Noise sensitivity and variance lower bound for minimal left-right crossing of a square in first-passage percolation (2505.03211v1)

Abstract: We study first-passage percolation on $\mathbb Z ^2$ with independent and identically distributed weights, whose common distribution is uniform on ${a,b}$ with $0<a<b<\infty $. Following Ahlberg and De la Riva, we consider the passage time $\tau (n,k)$ of the minimal left-right crossing of the square $[0,n]^2$, whose vertical fluctuations are bounded by $k$. We prove that when $k\le n^{1/2-\epsilon}$, the event that $\tau (n,k)$ is larger than its median is noise sensitive.

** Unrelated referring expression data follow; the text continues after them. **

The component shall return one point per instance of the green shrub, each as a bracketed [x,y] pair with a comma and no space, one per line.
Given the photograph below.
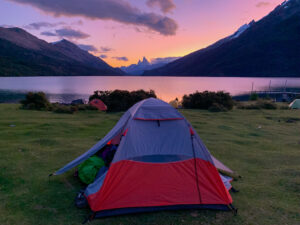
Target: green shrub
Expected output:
[253,97]
[121,100]
[85,107]
[36,101]
[206,99]
[69,109]
[217,108]
[260,104]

This improves the main result of Ahlberg and De la Riva which holds when $k\le n^{1/22-\epsilon }$. Under the additional assumption that the limit shape is not a polygon with a small number of sides, we extend the result to all $k\le n^{1-\epsilon }$. This extension follows unconditionally when $a$ and $b$ are sufficiently close. Under a stronger curvature assumption, we extend the result to all $k\le n$. This in particular captures the noise sensitivity of the event that the minimal left-right crossing $T_n=\tau (n,n)$ is larger than its median. Finally, under the curvature assumption, our methods give a lower bound of $n^{1/4-\epsilon }$ for the variance of the passage time $T_n$ of the minimal left-right crossing of the square. We prove the last bound also for absolutely continuous weight distributions, generalizing a result of Damron--Houdr\'e--\"Ozdemir, which holds only for the exponential distribution. Our approach differs from the previous works mentioned above; the key idea is to establish a small ball probability estimate in the tail by perturbing the weights for tail events using a Mermin--Wagner type estimate.